We are currently living challenging times regarding climate, biodiversity, economy, energy and humanitarian crises. The forest and their use has a key role to solve many of these challenges and for that reason more diverse and accurate information on forests is needed. In addition to international and national policy makers, also local forest owners and normal citizens want and need to take into account different ecosystem services and risks in their decision-making.
Remote sensing (RS) provide nowadays cost-effective methods to produce forest information over large areas with different resolutions. Technical development has been fast and more and more decisions regarding, for example forest management is nowadays based on wall-to-wall RS data or RS based map products.
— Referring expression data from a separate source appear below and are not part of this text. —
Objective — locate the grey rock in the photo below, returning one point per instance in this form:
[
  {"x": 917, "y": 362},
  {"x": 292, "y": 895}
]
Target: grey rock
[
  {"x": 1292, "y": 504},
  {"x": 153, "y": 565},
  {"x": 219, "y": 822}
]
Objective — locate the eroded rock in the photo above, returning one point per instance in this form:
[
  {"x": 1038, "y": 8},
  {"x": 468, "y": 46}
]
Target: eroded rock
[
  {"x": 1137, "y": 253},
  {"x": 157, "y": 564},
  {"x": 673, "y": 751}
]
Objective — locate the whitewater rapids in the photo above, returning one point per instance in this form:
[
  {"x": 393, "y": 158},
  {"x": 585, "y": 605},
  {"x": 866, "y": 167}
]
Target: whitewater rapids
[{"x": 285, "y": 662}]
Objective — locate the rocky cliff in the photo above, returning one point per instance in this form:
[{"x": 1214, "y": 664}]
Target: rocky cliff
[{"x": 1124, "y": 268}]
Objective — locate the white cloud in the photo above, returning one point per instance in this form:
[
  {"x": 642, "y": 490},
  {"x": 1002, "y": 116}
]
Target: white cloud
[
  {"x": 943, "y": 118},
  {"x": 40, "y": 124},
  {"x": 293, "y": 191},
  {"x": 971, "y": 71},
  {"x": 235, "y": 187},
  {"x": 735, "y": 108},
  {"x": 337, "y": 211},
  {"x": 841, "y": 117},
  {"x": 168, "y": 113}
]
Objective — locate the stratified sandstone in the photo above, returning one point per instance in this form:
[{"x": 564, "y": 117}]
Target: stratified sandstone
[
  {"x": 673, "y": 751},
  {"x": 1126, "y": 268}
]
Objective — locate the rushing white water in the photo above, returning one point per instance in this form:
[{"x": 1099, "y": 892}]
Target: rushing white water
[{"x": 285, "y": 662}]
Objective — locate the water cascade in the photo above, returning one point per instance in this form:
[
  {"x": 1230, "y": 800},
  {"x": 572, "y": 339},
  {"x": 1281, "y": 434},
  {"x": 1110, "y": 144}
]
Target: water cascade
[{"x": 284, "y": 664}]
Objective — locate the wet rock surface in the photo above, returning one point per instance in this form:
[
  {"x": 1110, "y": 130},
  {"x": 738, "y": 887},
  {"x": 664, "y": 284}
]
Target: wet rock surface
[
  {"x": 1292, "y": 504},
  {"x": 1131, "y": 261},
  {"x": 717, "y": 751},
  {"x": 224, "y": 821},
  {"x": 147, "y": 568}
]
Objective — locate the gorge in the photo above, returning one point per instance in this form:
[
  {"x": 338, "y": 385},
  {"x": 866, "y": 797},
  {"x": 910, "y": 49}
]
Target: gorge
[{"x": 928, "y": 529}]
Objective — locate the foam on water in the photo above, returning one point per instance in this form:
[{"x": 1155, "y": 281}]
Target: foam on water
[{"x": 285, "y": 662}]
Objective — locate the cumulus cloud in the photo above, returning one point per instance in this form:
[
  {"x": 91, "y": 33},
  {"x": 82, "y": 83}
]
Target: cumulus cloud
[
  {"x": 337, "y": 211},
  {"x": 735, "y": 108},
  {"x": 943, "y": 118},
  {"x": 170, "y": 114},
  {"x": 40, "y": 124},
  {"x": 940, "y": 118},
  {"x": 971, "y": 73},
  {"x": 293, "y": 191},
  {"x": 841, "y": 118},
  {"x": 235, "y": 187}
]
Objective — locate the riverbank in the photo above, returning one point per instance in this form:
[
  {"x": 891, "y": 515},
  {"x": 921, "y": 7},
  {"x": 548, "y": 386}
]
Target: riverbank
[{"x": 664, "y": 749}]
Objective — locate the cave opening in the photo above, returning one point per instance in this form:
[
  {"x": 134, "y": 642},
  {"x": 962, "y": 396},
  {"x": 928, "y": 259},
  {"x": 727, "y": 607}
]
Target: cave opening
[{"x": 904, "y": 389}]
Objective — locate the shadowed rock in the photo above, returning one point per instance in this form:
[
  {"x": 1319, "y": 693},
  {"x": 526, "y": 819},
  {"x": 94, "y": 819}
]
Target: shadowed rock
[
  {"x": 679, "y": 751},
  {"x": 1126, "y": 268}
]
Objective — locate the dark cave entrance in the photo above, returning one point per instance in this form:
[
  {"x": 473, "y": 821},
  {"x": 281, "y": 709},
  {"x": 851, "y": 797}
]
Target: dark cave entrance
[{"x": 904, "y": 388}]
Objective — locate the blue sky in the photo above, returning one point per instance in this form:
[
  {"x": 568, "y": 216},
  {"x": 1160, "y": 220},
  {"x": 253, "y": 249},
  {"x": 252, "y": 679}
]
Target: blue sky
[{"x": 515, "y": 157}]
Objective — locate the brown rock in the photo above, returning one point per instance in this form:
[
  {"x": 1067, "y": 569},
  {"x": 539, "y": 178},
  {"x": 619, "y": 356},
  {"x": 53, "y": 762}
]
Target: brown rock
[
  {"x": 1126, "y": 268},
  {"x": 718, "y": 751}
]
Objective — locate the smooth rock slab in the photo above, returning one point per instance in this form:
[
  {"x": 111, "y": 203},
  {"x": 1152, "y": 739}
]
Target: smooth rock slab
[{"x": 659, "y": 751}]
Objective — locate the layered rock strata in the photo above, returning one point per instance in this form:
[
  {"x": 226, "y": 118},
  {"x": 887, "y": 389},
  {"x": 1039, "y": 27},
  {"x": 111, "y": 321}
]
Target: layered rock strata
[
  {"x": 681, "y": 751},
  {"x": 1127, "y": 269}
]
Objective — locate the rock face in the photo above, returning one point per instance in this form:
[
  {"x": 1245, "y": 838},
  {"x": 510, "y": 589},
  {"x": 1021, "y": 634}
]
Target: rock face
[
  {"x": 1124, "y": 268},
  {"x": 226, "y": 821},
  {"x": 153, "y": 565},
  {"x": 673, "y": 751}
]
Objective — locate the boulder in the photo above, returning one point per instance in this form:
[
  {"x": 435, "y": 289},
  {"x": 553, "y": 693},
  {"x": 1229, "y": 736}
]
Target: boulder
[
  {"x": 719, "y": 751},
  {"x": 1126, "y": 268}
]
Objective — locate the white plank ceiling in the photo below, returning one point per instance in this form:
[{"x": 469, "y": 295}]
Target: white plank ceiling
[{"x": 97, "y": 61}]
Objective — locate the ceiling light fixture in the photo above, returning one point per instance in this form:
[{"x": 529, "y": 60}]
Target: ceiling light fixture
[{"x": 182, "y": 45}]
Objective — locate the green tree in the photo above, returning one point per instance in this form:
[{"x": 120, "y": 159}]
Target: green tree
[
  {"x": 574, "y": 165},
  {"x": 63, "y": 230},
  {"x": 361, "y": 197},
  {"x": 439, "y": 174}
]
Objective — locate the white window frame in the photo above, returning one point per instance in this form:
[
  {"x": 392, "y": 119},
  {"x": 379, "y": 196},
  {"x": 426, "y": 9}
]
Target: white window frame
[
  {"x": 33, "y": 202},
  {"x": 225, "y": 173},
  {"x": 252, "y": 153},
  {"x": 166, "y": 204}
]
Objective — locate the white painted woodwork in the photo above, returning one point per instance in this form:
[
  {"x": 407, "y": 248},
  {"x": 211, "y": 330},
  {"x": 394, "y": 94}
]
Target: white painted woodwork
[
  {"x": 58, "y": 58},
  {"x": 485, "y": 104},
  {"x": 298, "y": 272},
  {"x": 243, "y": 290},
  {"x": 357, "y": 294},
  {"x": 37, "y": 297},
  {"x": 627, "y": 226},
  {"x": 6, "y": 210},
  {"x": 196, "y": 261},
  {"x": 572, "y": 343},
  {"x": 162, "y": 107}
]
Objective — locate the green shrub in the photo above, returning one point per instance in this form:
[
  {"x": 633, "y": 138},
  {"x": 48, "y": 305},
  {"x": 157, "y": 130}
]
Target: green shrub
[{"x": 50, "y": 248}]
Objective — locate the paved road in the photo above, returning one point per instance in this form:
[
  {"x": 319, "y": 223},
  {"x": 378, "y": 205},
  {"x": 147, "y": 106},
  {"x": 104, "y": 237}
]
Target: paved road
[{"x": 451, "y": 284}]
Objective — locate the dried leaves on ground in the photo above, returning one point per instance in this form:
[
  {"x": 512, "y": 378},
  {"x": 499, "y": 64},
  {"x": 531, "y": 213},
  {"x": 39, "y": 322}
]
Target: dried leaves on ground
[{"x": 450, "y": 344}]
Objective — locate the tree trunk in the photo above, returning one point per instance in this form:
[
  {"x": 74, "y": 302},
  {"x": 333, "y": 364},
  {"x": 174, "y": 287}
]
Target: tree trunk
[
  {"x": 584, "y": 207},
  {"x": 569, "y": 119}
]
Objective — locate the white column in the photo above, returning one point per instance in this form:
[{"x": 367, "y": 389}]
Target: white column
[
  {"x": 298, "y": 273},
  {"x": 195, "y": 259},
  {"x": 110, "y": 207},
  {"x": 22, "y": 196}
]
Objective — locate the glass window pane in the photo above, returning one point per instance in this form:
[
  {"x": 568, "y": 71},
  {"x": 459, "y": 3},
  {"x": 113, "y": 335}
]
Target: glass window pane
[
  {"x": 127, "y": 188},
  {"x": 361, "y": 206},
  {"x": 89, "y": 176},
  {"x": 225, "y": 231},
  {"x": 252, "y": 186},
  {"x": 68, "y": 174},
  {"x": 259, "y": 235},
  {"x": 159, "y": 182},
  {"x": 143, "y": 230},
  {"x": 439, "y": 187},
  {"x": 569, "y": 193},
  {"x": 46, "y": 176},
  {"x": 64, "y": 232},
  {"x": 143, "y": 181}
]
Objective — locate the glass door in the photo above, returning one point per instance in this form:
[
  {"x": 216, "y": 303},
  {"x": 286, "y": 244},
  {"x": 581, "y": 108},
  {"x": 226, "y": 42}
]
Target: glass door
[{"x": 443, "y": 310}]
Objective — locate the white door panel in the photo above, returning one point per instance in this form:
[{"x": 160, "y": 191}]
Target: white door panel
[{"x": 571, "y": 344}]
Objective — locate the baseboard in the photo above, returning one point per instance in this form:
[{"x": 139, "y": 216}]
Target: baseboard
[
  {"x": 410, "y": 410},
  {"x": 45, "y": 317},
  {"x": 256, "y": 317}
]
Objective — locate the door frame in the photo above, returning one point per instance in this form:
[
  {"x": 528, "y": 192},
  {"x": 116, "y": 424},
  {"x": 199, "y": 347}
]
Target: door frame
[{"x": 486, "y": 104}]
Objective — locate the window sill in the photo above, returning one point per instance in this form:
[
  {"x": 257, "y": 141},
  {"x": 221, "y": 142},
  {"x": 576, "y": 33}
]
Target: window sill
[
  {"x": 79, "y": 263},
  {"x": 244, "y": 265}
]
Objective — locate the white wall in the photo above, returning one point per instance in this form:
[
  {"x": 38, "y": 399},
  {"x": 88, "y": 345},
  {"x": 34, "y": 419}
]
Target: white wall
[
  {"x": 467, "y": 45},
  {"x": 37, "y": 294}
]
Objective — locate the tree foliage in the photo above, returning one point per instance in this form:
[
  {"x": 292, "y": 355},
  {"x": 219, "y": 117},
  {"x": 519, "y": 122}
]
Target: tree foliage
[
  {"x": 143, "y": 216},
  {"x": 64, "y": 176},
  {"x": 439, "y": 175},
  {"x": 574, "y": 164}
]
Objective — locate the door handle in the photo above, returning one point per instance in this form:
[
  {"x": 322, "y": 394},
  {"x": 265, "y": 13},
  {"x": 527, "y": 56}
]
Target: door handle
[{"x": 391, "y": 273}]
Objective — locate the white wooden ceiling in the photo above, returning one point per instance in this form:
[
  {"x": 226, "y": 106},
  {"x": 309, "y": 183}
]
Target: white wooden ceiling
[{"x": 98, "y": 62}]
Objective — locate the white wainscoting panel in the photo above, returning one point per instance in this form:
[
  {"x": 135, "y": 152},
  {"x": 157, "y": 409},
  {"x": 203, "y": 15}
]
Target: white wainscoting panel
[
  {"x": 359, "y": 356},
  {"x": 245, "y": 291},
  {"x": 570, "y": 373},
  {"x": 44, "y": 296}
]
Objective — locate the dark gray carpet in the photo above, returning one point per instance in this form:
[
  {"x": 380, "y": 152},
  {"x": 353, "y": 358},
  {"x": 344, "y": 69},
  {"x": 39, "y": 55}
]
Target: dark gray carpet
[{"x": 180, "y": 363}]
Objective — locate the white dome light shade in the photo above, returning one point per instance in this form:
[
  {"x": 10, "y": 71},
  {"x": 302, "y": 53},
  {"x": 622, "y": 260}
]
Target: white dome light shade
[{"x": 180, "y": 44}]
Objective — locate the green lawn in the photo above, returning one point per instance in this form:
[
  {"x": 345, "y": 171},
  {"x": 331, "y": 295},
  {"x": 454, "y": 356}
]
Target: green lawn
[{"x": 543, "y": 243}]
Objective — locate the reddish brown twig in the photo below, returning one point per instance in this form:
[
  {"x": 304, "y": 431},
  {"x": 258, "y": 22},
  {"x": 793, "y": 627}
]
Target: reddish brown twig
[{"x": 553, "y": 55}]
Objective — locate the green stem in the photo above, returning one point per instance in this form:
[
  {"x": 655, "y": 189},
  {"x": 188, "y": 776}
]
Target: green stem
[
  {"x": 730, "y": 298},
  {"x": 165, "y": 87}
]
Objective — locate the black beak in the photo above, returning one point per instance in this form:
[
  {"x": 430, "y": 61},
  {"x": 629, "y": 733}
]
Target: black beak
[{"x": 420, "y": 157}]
Still sometimes I face misunderstanding that RS can take over all traditional field inventories. It is crucial to understand that mapping of forest attributes are based on the combination of RS data and accurately measured and positioned field data “reference data”. The relationship between RS metrics and field data is modelled and used when predicting forest information over the forest landscape. Collection of accurate reference data over large areas is costly but necessary. To improve the cost-effectiveness of inventory is to utilize the field data from existing monitoring programs such as National forest Inventory (NFI) or National inventories of landscapes (NILS). These inventories provide diverse, accurately measured and repeated forest and environmental data. The national forest attribute maps of Sweden is an example where RS data from airborne laser scanning is combined with field data from the Swedish NFI.
Current nationwide forest maps in Sweden provide information on traditional forest variables such as stem volume, mean height, biomass above ground and tree species, recently also site-index, biomass underground and peatland maps are produced. Still not much attention has been put to different ecosystem services or risk for damage, even though there is available field data in monitoring programs to model even these variables. In my lecture I will give some examples based on my research how remote sensing data is combined with NFI data to predict new forest information focusing on berry yields and risk for wind and snow damage:
The Swedish NFI is collecting unique data of bilberry and cowberry yields that can be combined with airborne laser scanning and other RS data. By exploring the relationship between forest structure measured by RS and berry yields we can predict the most potential location for berry picking in forest landscape and use the knowledge and models to support decision making in forest management. For example, lased based canopy cover of circa 50 % indicated the highest bilberry yields in my study.
Similarly the damage data from NFI such as location of wind and snow damaged plots combined with RS data can be used to predict risk areas for damage and thereby taken account in risk management. In addition to structural and species specific information also the height difference to neighbouring stand and weather variables are important in risk prediction. This kind of other mapped information is often combination with RS data to support predictions of more complex problems.
There is need to improve knowledge on diverse forest variables, species, ecosystem services and risks, and their spatial distribution to support decision making in changing world. For example, based on the denser laser data, the future forest information can be produced more detailed such as tree level attributes, edge zones and retention objects. In addition, there is also a need to improve tools and methods for how new models and mapped data can be included and used in decision support systems such as Heureka.